It makes me wonder if Housei was very popular at school in his youth.
He was actually yeah. I'm in the process of trying to decipher some interviews he did which included these pics (trying to sort out my PC right now though). But from what I understand he said in the Kansai area, being the funny guy was admired. His school's annual festival would have a vote amongst students and he came first for 3 years. They coined a term for him "cuool" (kawakkoi or something like that), cute and cool put together (he laughs at it now). In the High School batsu he gets asked about his school days and mentions he had quite a few friends from the kendo club too. In some talk show, maybe Downtown DX, he said he was popular and I think he said he'd flirt by coyly kissing the back of his hand and glancing up at a girl (the girls on the talk show didn't appreciate it when he demonstrated though
After high school he started off in a duo which won a newcomer award, but his partner changed careers early on. Going solo he initially had a bit of an idol status with his "baby face" and such, he mentions that he received valentines chocolates from viewers.

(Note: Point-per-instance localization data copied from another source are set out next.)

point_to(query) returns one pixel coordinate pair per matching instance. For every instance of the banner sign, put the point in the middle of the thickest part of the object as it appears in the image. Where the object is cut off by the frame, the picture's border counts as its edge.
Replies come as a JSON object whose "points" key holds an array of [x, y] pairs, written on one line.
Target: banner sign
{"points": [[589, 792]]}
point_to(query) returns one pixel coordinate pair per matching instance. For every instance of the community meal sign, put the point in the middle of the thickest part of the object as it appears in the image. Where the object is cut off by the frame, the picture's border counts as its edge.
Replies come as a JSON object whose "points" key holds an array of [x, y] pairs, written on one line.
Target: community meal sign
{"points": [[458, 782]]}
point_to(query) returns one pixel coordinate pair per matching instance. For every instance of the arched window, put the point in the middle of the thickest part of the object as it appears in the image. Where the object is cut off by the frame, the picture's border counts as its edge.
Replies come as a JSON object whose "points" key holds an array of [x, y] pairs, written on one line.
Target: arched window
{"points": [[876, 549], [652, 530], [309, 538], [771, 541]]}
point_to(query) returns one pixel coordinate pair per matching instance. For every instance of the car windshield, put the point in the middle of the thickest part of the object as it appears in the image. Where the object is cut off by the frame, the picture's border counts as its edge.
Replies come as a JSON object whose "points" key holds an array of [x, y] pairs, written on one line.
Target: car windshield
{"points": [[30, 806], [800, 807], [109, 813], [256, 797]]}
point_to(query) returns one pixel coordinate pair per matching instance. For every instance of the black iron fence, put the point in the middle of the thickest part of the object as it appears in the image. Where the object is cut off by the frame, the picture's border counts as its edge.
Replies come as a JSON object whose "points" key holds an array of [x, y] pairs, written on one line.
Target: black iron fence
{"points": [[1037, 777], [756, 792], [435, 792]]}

But as his comedy character gradually became more defined as the suberi-gei / hetare / aho (one who falls flat / loses / fool), he stopped getting valentines. In Japanese comedy I guess such a character is seen as a low rung on the ladder, it worried him a lot it seems until he got more confidence through rakugo. But Norman Wisdom described his comedy character Pitkin as "The Successful Failure" and Charlie Chaplin (who also played a bumbling fool) named him as a favourite. Lee Evans is also very popular and has a very frantic blundering style (e.g. pretending to turn up on the wrong stage and fumbling through the audience to get to the right one). I find such an act funny and endearing but they're all British comedians so maybe it's just my perspective.